Enfin, la circonstance que les mentions du compromis du 21 octobre 2008 aient prévu sa réitération en la forme authentique au plus tard le 28 février 2012 est indifférente à la recevabilité de l’action en l’espèce, dès lors qu’aucun délai pour agir n’a pu commencer à courir à compter de cette dernière date en raison de l’imprescriptibilité de l’action ainsi qu’il vient d’être développé.
L’ordonnance déférée sera donc confirmée en ce qu’elle a rejeté la fin de non-recevoir soulevée par M. [S], tirée de la prescription de l’action des demandeurs.
Sur les autres demandes
Il n’y a pas lieu de statuer sur la demande de M. [S] tendant à voir juger que les demandes formées par les époux [X] consistent en une action en exécution forcée de vente, qui ne constitue pas une prétention au sens de l’article 954 alinéa 3 du code de procédure civile.
Il ne sera pas davantage répondu aux paragraphes figurant au dispositif des conclusions des époux [X] commençant par : « Dire qu’il revient au premier juge du fond de juger des demandes des intimés… », cette cour n’étant saisie, par l’effet dévolutif de l’appel, que de la question de la fin de non-recevoir tirée de la prescription de l’action ainsi que des demandes accessoires, et le juge de la mise en état n’étant au demeurant pas compétent pour dire ce sur quoi la juridiction du fond doit statuer.
M. [S], qui succombe en son appel, devra supporter les dépens conformément aux dispositions de l’article 696 du code de procédure civile.

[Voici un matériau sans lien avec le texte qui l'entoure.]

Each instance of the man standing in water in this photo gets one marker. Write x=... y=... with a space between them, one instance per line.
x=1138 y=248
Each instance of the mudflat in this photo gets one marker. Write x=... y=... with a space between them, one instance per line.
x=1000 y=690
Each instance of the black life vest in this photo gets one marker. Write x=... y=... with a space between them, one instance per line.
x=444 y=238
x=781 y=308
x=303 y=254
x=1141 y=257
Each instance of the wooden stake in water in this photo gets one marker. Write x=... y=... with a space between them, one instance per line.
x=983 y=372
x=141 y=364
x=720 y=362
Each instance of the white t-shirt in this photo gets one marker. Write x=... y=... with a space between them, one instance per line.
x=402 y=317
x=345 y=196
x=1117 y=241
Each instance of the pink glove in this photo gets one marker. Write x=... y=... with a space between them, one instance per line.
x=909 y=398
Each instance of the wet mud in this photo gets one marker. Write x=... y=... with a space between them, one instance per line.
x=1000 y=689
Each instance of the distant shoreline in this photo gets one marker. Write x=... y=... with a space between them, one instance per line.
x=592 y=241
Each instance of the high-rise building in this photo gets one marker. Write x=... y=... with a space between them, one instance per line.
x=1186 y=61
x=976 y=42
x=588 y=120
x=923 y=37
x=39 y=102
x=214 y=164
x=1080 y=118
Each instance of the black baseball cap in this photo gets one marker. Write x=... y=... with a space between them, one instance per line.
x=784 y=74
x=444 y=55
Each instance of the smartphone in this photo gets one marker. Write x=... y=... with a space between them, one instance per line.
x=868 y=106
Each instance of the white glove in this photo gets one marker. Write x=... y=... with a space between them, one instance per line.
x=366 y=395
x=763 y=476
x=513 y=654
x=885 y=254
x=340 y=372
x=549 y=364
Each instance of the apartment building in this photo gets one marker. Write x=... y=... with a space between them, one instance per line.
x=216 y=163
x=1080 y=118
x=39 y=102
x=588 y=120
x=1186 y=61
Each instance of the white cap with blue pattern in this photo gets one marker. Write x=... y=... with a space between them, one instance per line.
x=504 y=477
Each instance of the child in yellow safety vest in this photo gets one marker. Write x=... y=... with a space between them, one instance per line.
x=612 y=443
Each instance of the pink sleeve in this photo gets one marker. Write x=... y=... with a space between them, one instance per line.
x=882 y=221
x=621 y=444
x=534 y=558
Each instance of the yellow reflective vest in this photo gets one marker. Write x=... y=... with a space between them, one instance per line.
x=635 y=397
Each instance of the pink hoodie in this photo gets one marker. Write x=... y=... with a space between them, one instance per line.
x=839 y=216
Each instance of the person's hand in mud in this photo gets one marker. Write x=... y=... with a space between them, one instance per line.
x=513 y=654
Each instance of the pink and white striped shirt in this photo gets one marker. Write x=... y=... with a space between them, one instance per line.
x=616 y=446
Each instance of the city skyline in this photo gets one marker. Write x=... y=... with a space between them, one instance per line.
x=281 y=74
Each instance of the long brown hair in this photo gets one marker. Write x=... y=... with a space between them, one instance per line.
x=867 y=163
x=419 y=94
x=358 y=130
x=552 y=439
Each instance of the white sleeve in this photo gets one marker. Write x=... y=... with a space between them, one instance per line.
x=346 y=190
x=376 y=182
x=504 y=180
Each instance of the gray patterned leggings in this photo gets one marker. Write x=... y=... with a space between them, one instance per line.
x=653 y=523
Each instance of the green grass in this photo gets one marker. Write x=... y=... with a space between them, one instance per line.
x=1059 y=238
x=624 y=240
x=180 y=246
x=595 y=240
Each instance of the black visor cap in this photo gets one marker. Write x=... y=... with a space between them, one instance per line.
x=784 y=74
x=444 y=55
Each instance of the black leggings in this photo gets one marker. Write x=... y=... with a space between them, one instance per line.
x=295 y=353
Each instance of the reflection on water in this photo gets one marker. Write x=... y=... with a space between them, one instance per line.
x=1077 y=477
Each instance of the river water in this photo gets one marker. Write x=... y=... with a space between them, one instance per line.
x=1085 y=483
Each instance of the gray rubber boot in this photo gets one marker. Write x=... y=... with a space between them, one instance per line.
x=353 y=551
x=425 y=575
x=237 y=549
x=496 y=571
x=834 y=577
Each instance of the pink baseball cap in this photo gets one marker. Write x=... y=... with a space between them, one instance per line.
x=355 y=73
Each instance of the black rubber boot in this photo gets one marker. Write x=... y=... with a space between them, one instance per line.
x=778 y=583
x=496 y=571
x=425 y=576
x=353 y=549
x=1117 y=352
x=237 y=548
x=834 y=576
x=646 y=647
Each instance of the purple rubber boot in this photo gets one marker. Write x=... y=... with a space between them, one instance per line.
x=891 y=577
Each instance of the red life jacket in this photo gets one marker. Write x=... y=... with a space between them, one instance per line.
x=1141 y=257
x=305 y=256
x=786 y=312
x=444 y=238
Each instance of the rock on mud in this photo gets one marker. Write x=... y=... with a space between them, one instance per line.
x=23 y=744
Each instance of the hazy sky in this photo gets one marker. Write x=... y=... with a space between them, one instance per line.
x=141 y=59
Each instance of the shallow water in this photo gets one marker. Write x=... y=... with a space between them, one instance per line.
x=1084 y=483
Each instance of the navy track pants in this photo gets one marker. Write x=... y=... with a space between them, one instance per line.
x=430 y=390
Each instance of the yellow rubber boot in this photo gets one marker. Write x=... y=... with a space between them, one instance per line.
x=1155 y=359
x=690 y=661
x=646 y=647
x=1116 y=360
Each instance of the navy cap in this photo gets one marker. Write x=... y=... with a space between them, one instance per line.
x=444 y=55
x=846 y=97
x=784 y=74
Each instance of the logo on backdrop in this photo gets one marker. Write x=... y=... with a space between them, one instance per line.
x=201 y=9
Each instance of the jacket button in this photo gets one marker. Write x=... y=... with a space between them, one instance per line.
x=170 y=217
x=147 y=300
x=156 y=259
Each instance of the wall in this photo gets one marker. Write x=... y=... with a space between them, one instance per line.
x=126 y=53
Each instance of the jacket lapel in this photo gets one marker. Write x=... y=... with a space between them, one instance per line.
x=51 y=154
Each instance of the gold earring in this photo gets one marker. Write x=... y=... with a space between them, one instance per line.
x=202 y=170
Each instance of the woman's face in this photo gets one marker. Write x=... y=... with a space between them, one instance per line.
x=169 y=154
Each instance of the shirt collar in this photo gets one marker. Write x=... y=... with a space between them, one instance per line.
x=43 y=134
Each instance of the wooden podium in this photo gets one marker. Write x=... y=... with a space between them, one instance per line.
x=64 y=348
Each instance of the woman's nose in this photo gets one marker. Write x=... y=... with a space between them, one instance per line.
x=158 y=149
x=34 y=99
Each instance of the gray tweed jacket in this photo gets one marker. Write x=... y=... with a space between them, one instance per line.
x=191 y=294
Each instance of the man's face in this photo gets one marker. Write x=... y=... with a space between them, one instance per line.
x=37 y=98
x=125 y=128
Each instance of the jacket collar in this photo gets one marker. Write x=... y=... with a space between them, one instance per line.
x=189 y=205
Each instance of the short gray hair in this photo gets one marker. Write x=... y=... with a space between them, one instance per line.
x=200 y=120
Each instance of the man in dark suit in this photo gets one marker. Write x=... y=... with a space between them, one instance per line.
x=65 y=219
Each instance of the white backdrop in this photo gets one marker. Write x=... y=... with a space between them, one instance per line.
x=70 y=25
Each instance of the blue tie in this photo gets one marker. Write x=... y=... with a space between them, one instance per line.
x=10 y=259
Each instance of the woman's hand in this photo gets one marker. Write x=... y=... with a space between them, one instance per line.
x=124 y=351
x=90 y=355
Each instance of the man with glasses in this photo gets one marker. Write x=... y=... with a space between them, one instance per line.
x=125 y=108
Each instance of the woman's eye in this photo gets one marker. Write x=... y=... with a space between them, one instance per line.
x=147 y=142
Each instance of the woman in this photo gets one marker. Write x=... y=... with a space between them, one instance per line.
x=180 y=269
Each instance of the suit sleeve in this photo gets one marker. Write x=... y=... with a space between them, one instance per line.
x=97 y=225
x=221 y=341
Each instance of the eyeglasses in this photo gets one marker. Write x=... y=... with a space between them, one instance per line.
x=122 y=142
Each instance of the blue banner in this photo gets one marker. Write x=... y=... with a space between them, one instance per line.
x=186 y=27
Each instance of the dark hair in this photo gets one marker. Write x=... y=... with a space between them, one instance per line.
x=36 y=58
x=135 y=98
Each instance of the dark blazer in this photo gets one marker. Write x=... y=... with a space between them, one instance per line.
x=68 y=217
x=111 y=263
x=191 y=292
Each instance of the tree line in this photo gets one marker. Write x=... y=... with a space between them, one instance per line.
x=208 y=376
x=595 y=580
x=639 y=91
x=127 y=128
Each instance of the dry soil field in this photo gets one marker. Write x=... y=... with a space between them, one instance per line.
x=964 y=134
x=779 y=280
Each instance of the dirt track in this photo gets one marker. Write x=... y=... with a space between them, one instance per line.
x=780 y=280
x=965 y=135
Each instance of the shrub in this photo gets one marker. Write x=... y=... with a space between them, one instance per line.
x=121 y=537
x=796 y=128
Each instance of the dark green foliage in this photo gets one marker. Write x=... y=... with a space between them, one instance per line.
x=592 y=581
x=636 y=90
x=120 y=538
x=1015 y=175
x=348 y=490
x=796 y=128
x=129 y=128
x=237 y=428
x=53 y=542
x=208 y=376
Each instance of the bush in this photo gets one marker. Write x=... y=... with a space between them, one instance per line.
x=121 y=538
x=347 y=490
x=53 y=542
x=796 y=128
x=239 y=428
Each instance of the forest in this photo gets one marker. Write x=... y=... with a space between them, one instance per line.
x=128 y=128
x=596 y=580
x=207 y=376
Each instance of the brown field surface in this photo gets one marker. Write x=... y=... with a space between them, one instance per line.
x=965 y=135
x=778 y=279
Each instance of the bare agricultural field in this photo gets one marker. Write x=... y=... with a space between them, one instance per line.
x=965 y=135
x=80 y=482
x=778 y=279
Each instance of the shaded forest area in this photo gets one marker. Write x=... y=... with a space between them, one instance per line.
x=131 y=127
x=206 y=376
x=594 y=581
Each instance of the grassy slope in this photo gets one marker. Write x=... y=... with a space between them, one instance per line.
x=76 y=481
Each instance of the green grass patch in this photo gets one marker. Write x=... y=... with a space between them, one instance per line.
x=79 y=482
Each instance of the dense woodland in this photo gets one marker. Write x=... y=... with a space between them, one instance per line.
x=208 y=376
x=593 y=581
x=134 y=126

Pour les mêmes motifs, il n’y a pas lieu de faire application de l’article 700 du code de procédure civile en sa faveur.
Il est équitable de faire application de l’article 700 du code de procédure civile au profit des époux [X].
PAR CES MOTIFS
La cour, statuant publiquement, par arrêt contradictoire, dans les limites de l’appel.
Confirme en toutes ses dispositions l’ordonnance déférée.
Y ajoutant,
Condamne M. [S] à payer à M. [P] [X] et Mme [M] [T] épouse [X] la somme complémentaire de 1 500 € sur le fondement de l’article 700 du code de procédure civile.
Rejette toutes les autres demandes.
Condamne M. [S] aux dépens d’appel.
Prononcé par mise à disposition de l’arrêt au greffe de la cour, les parties en ayant été préalablement avisées dans les conditions prévues au deuxième alinéa de l’article 450 du code de procédure civile,
Signé par Madame CLERC, président, et par Madame BUREL, greffier auquel la minute de la décision a été remise par le magistrat signataire.